A bike-share program scheduled to begin this spring in Tampa will now officially start up sometime in August.
That's the message that came out of today's rainy press conference held outside City Hall this morning, where Mayor Bob Buckhorn and Coast Bike Share's Eric Trull discussed the details which will see a bike sharing program similar to ones that have been installed in big cities across the globe rolling out in the Tampa Bay area by next month.
"This is another piece of the puzzle for everything that we're trying to do downtown," Buckhorn said under a tent that protected him and Trull. "I want to see these blue bikes all over downtown and Hyde Park and Ybor City as people move from very livable neighborhoods in close proximity to downtown, leave their cars in their garage, get on a bike, get healthy, get outdoors ... we're going to paint this town blue," he said in reference to the bikes that will be located in 30 different locations across the city, with the majority to be installed next month downtown, in Ybor City, Channelside, Hyde Park and Davis Islands.

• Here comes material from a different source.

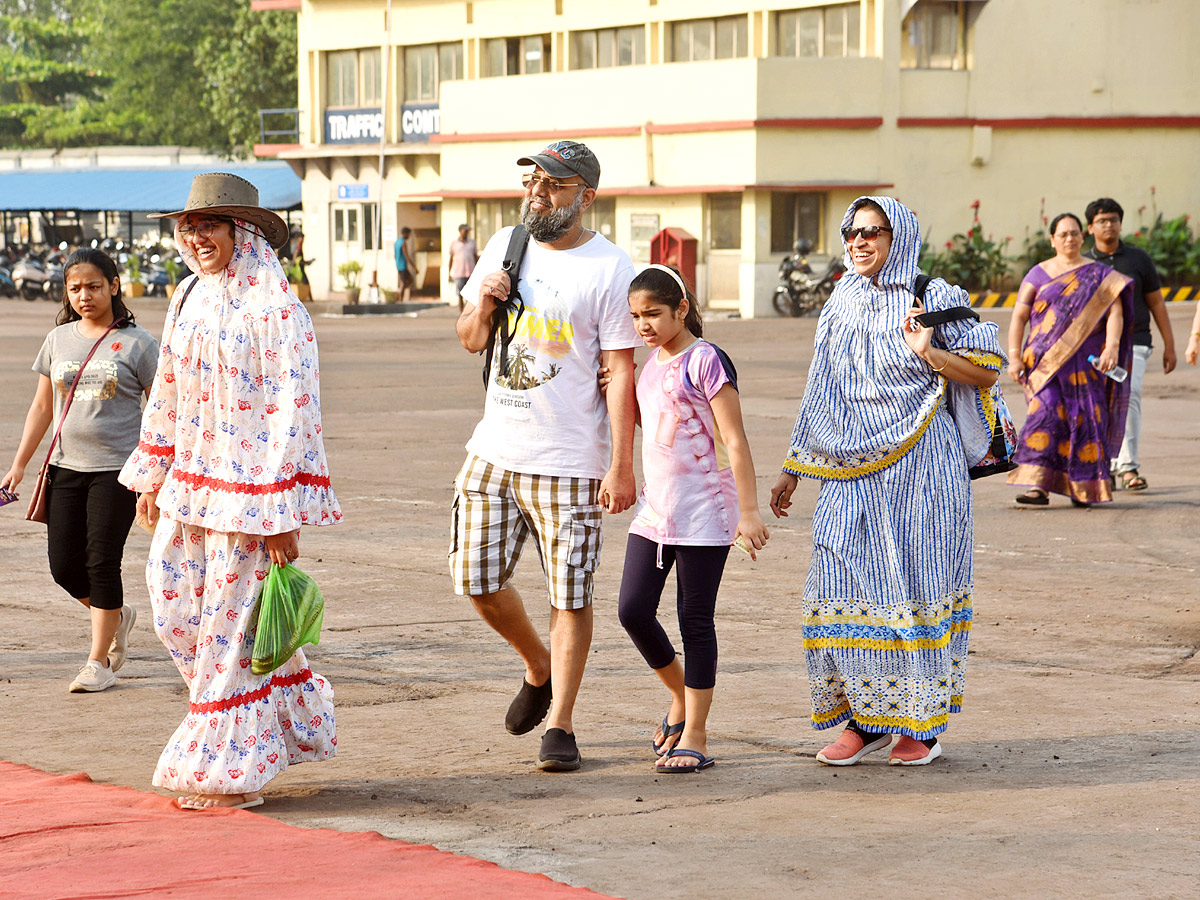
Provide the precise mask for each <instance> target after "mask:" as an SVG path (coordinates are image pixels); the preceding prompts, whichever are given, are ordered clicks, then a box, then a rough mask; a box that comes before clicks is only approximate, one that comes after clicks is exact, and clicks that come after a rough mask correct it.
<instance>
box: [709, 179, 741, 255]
mask: <svg viewBox="0 0 1200 900" xmlns="http://www.w3.org/2000/svg"><path fill="white" fill-rule="evenodd" d="M708 224H709V247H710V248H712V250H742V194H739V193H714V194H709V197H708Z"/></svg>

There will be 300 bikes in all for citizens and visitors to access from kiosks and bike racks. Bike Share's Eric Trull says that's about normal for the six square miles that the program will initiate from.

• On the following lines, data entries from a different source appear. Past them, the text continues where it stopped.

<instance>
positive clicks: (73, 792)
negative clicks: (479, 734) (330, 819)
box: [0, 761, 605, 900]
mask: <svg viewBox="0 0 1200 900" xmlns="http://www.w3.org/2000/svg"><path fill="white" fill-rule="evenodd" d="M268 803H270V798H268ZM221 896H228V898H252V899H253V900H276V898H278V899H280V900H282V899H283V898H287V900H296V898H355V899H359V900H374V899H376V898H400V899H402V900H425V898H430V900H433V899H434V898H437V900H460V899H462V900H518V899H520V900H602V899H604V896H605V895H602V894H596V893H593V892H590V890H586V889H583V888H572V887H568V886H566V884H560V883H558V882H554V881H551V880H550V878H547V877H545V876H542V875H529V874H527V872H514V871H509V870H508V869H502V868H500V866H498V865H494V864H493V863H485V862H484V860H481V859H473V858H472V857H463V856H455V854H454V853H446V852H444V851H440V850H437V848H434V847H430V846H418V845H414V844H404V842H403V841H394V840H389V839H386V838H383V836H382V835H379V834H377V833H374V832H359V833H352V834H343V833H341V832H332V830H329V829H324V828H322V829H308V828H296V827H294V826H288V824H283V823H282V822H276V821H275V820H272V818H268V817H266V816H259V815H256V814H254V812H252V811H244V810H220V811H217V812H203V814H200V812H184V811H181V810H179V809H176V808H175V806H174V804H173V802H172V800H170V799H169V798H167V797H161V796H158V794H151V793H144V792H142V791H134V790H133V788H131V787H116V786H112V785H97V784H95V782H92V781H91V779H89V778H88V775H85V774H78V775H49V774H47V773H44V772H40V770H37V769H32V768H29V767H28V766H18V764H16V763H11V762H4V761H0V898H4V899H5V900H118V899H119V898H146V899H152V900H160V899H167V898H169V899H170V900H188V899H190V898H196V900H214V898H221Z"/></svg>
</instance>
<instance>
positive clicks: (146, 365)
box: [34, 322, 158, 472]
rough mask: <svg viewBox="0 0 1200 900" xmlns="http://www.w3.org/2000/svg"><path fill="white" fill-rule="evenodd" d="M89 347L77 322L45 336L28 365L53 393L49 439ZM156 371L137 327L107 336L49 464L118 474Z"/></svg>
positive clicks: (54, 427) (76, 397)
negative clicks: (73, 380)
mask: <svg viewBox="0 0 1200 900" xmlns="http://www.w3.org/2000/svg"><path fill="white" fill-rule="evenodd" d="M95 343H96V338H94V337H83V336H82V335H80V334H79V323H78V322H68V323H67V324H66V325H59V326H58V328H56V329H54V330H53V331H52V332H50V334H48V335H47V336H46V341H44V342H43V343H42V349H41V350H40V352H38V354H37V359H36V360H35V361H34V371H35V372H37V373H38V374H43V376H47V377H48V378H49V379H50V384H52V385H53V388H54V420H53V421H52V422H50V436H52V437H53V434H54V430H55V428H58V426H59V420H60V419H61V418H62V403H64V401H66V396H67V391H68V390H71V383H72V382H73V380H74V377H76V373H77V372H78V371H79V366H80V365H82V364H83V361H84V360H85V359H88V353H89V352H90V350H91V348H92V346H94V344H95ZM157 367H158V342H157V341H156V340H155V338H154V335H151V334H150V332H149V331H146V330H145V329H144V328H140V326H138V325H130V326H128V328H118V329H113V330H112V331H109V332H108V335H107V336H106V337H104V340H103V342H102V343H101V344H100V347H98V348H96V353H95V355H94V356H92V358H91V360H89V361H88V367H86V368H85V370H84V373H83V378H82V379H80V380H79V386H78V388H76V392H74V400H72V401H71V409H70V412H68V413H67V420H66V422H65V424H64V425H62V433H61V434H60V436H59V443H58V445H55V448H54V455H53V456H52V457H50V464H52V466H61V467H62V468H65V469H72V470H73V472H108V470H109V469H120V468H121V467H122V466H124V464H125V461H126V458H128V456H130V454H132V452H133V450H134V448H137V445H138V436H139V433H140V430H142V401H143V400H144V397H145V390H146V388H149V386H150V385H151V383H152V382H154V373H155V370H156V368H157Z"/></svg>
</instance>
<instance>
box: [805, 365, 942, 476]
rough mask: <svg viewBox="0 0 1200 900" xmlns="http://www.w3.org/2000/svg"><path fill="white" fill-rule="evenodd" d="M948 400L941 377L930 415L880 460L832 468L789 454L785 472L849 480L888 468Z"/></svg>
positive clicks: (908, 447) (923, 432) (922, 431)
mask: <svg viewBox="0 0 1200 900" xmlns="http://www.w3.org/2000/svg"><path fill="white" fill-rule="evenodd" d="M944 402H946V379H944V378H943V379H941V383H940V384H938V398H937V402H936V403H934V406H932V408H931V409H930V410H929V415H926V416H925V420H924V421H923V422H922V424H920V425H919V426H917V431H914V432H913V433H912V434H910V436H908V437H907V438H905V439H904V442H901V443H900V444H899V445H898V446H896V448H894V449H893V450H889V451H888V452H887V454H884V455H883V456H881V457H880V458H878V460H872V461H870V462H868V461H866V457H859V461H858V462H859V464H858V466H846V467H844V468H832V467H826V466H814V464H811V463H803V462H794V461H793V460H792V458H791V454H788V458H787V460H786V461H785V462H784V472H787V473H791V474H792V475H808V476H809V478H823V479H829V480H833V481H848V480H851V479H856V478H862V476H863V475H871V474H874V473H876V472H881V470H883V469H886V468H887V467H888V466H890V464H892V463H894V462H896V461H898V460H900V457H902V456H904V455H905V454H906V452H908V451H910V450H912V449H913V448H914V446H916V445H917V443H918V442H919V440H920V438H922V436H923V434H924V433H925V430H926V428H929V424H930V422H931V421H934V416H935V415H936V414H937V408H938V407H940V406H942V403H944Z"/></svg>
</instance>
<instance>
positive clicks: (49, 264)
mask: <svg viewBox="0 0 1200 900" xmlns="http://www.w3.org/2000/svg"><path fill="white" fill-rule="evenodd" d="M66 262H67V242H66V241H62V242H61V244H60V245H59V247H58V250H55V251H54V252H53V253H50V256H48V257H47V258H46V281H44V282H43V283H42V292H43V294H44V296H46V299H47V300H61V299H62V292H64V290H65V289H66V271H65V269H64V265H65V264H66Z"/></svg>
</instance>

The Mayor and Trull announced that founding memberships are now available for the program for $99. That includes an additional 30 minutes of ride time on top of the regular one hour daily ride time included with all Coast Bike Share memberships. Daily memberships will be $5, monthly memberships $30 and annual memberships $79, and can be obtained by going to coastbikeshare.com.
"The bikes are lighter, the bike is higher tech and theft resistant," touts Jim Shirk from the Hillsborough County Bicycle Pedestrian Advisory Committee. Shirk's company City Bike Tampa is working on obtaining a maintenance contract from Coast Bike Share but has no affiliation with the company. But Shirk considers himself somewhat of an expert on such systems, having used bike share programs in Buenos Aires, New York City, Washington D.C. and Toronto.
The program was scheduled to begin in the spring, but Trull says that a technology change with how the customer will access the bikes is the reason for that delay. Pointing to what resembles a small computer currently on the back of the bikes, he says that instead the bikes will be accompanied by a nine-digit touchscreen which will facilitate a better "user experience." There will also be a radio transmitter card that each member will own that they can tap on that touchscreen and then a four-digit PIN that they will type to get the bike.
Trull envisions young professionals in the downtown area and Channelside using the service immediately. Among the places where the bikes will be stationed include near the Tampa Bay Times Forum, Curtis Hixon Park, Hyde Park Village, and near the Hillsborough County courthouse.
Further expansion could include parts of South Howard, a place populated by lots of twentysomethings with few public places to park. Trull says it will not be legal to ride such a bike if the customer is inebriated. And he says that "after certain hours, I'm going to tell you to call a cab just to make sure you're making the right decision."